The output buffer circuit of claim 16,

The output buffer circuit outputs a predetermined number of the first to M-th output signals from the output terminal as the gate timing signal, and outputs other output signals than the predetermined number of the first to M-th output signals from the output terminal as the data line selection signal,

In the semiconductor integrated circuit chip constituting the data driver, the bias section and the plurality of buffer sections are disposed at one end and the other end in the longitudinal direction of the semiconductor integrated circuit chip, respectively, and the drive setting section is disposed at a central section in the semiconductor integrated circuit chip.

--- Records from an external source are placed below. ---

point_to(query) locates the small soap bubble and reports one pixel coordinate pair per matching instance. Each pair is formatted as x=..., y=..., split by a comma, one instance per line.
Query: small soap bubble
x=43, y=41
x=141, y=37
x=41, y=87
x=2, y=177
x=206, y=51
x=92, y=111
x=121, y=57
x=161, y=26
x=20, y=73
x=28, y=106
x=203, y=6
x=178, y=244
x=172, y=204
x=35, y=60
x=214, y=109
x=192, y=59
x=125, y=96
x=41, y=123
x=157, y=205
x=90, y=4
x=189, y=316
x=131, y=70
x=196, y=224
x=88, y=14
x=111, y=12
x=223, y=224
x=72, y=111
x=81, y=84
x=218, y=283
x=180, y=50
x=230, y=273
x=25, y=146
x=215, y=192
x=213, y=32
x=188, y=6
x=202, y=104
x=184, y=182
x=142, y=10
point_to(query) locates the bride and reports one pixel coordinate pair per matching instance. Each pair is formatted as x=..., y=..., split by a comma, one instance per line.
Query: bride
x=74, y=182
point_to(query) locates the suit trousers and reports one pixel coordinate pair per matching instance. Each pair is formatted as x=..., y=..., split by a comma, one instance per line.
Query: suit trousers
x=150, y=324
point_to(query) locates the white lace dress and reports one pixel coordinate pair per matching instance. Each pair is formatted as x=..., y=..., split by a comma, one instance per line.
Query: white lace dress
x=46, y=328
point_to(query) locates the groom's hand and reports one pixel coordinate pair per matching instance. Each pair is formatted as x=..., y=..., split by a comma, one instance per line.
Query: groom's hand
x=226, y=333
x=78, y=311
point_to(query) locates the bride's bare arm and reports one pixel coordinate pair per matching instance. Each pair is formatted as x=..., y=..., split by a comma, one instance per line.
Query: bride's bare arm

19. A display device includes:

A display panel, the display panel comprising: a first data line to an mth data line extending along a horizontal direction of a display screen and a plurality of gate lines extending along a vertical direction of the display screen, m being an integer of 2 or more; a scan driver receiving a gate timing signal and supplying a gate selection signal to each of the plurality of gate lines at a timing corresponding to the gate timing signal; and (m/j) multiplexers provided for each j data lines of the first to m-th data lines, each of the multiplexers having one input terminal and connecting each of the j data lines to the one input terminal in order corresponding to a data line selection signal, j being an integer of 2 or more; and

A data driver for driving the display panel in response to the image data signal, wherein the display device is characterized in that,

The data driver includes:

a gradation voltage output unit that generates (m/j) gradation voltage signals having voltage values corresponding to luminance levels of the pixels based on the video data signals, and supplies the gradation voltage signals to the input terminals of the (m/j) multiplexers, respectively;

a drive setting unit that generates the drive capability control signal; and

The output buffer circuit of claim 16,

The output buffer circuit outputs a predetermined number of the first to M-th output signals from the output terminal as the gate timing signal, and outputs other output signals than the predetermined number of the first to M-th output signals from the output terminal as the data line selection signal,

In the semiconductor integrated circuit chip constituting the data driver, the bias section and the plurality of buffer sections are disposed at one end and the other end in the longitudinal direction of the semiconductor integrated circuit chip, respectively, and the drive setting section is disposed at a central section in the semiconductor integrated circuit chip.